LUCKNOW: Gunmen have shot dead a television journalist in northern India, the latest in a string of killings in recent months of reporters in the country, police said Monday.
The reporter, Hemant Yadav, who worked for Hindi news channel TV 24, was returning home from a market in Uttar Pradesh state on Saturday night when he was shot by unknown assailants on a motorbike.
"It seems to be a case of revenge. The deceased was reportedly quite active socially and used to take up various causes of locals who approached him," subinspector Raj Kumar Singh, from the state's Dheena area where the attack happened, said.
"So, it is possible that he could have antagonised someone by his activism, which led to his murder," he told AFP.
Police said no arrests have yet been made over the 45-year-old's death.
The incident comes after a freelance reporter died after being doused with petrol and set on fire also in Uttar Pradesh in June.
The victim's family said Jagendra Singh was killed shortly after he published an article and posted allegations on Facebook accusing a state minister of involvement in illegal mining and land grabbing.
Amnesty International and journalists groups called for an investigation into that killing, saying it underscored the dangers Indian media face in doing their jobs.
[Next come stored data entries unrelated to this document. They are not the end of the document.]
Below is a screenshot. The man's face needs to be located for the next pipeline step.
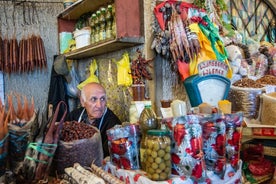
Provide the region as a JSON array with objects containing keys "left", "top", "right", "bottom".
[{"left": 82, "top": 87, "right": 107, "bottom": 120}]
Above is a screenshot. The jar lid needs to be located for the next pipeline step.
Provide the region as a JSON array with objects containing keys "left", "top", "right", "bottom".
[{"left": 147, "top": 129, "right": 170, "bottom": 136}]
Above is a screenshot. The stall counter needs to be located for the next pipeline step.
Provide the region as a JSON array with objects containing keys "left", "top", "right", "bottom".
[{"left": 104, "top": 160, "right": 242, "bottom": 184}]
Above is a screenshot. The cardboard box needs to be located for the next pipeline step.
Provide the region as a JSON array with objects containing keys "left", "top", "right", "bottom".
[{"left": 244, "top": 118, "right": 276, "bottom": 137}]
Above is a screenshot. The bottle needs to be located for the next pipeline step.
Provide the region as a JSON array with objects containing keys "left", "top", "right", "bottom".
[
  {"left": 129, "top": 101, "right": 139, "bottom": 123},
  {"left": 105, "top": 4, "right": 113, "bottom": 39},
  {"left": 139, "top": 103, "right": 158, "bottom": 171},
  {"left": 111, "top": 4, "right": 116, "bottom": 38},
  {"left": 145, "top": 130, "right": 171, "bottom": 181},
  {"left": 99, "top": 7, "right": 106, "bottom": 41},
  {"left": 95, "top": 10, "right": 101, "bottom": 43},
  {"left": 90, "top": 13, "right": 97, "bottom": 44}
]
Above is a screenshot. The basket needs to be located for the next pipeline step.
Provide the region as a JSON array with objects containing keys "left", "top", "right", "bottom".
[{"left": 259, "top": 92, "right": 276, "bottom": 125}]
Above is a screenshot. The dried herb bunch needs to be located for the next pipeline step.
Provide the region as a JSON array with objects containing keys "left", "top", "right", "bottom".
[{"left": 131, "top": 49, "right": 153, "bottom": 84}]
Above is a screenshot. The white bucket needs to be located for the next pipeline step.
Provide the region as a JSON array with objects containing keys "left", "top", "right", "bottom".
[{"left": 74, "top": 29, "right": 91, "bottom": 49}]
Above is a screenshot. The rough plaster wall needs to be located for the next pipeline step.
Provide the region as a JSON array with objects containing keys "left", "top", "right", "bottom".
[{"left": 1, "top": 1, "right": 64, "bottom": 113}]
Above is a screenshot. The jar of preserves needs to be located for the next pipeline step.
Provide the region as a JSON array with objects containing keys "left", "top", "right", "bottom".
[{"left": 144, "top": 130, "right": 171, "bottom": 181}]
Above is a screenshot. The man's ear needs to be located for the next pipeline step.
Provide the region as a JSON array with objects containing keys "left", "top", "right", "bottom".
[{"left": 80, "top": 97, "right": 85, "bottom": 107}]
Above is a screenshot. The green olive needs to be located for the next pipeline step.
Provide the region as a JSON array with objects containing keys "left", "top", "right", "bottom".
[
  {"left": 153, "top": 143, "right": 160, "bottom": 151},
  {"left": 157, "top": 149, "right": 165, "bottom": 157},
  {"left": 151, "top": 162, "right": 158, "bottom": 169},
  {"left": 159, "top": 172, "right": 168, "bottom": 180},
  {"left": 164, "top": 153, "right": 170, "bottom": 161},
  {"left": 147, "top": 140, "right": 154, "bottom": 149},
  {"left": 156, "top": 168, "right": 162, "bottom": 174},
  {"left": 147, "top": 156, "right": 154, "bottom": 163},
  {"left": 146, "top": 149, "right": 152, "bottom": 155},
  {"left": 165, "top": 145, "right": 171, "bottom": 153},
  {"left": 155, "top": 157, "right": 162, "bottom": 164},
  {"left": 159, "top": 162, "right": 166, "bottom": 170},
  {"left": 160, "top": 142, "right": 167, "bottom": 149},
  {"left": 165, "top": 160, "right": 171, "bottom": 167},
  {"left": 148, "top": 167, "right": 155, "bottom": 174},
  {"left": 151, "top": 151, "right": 158, "bottom": 158},
  {"left": 165, "top": 167, "right": 171, "bottom": 173},
  {"left": 152, "top": 173, "right": 159, "bottom": 180}
]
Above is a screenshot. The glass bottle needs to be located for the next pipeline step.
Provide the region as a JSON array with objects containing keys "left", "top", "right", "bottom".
[
  {"left": 139, "top": 103, "right": 158, "bottom": 171},
  {"left": 105, "top": 4, "right": 113, "bottom": 39},
  {"left": 111, "top": 4, "right": 116, "bottom": 38},
  {"left": 99, "top": 7, "right": 106, "bottom": 41},
  {"left": 145, "top": 130, "right": 171, "bottom": 181},
  {"left": 90, "top": 13, "right": 97, "bottom": 44},
  {"left": 95, "top": 10, "right": 101, "bottom": 43}
]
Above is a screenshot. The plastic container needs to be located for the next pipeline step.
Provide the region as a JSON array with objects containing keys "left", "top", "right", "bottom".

India is one of the most restrictive countries for the press, ranked 136 out of 180 nations, according to Paris-based Reporters Without Borders.
Journalists in the world's largest democracy often face harassment and intimidation by police, politicians, bureaucrats and criminal gangs, while scores work in hostile conditions in conflict-ridden pockets of the country.
A reporter in neighbouring Madhya Pradesh state was set on fire and his body later buried also in June, in an attack allegedly ordered by the local mining mafia, local media reported.
A reporter for a local newspaper in Uttar Pradesh was severely beaten in August, while another writer was tied to a motorbike and dragged along a road, according to the Press Trust of India news agency.